Last week, it was revealed that Uber (UBER) leadership, from the CEO down to its regional managers, is guilty of serious abuse of power, executive overreach and, at very least, what should be career-ending gaffs.
But Uber Senior Vice President Emil Michael hasn’t, in fact, been fired and CEO Travis Kalanick is barely sorry, which has the tech world asking the Great Uber Question: How do you hold a venture-backed startup responsible for erratic and thuggish behavior?
In a New York Times op-ed, columnist Joe Nocera calls out Silicon Valley for “lionizing” Uber and its success in #disrupting a well-regulated industry without questioning Uber’s tactics or ethics. The column compares Uber to a star football player whose community lets him get away with his insane antics so long as he keep scoring touchdowns:
Companies that never grow up tend to go the way of Groupon or MySpace, two now-faded comets. As good as Uber’s app is, there are limits to how much bad publicity it can absorb before it hurts the bottom line.
At Uber, the inmates are running the asylum. That needs to change, while there’s still time.
The trouble is, while a handful of journalists can be enraged and #deleteUber in solidarity with Sarah Lacy, Uber is growing too fast among the general public for a week’s worth of Twitter rage to do any real damage. Even Mr. Nocera doesn’t get around to his thesis until he’s sufficiently fawned over how great Uber is as a service.

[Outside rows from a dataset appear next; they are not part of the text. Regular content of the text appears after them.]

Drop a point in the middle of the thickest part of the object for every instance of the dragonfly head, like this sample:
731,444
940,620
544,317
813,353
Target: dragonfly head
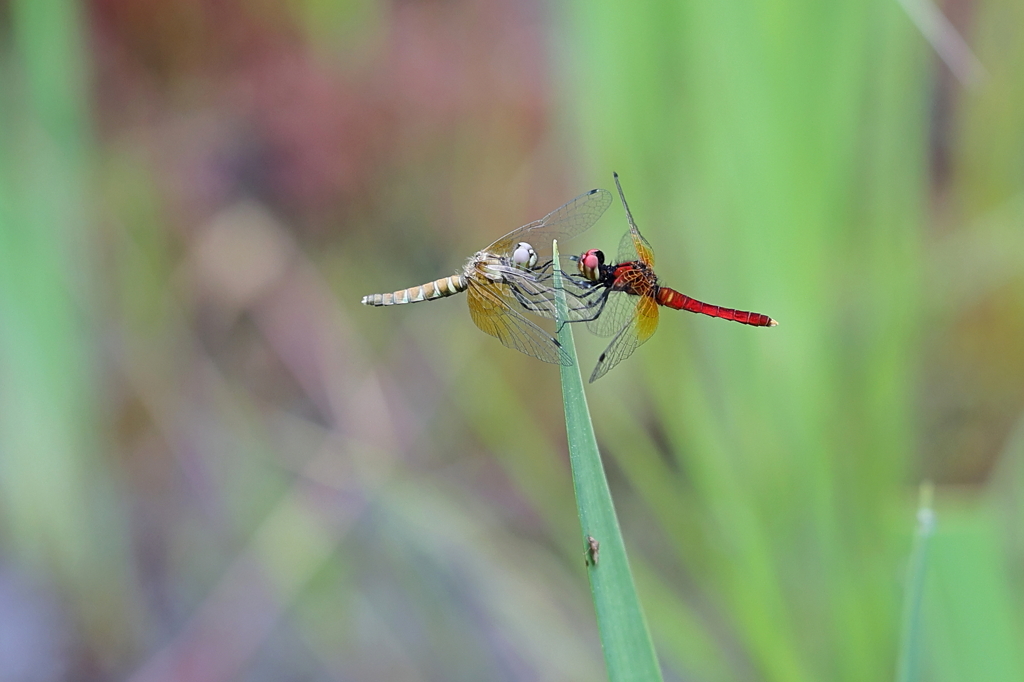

Which leaves us with the only people to direct our attention to: Uber’s investors.
Until Uber goes public, or is just bought by Google, the only people Travis Kalanick has to answer to is his star-studded list of lucky backers, who aren’t likely to back away from Uber’s next funding round.
That’s not likely to happen unless Uber stops racing toward a sky-high exit. The latest estimates of its next valuation are north of $25 billion.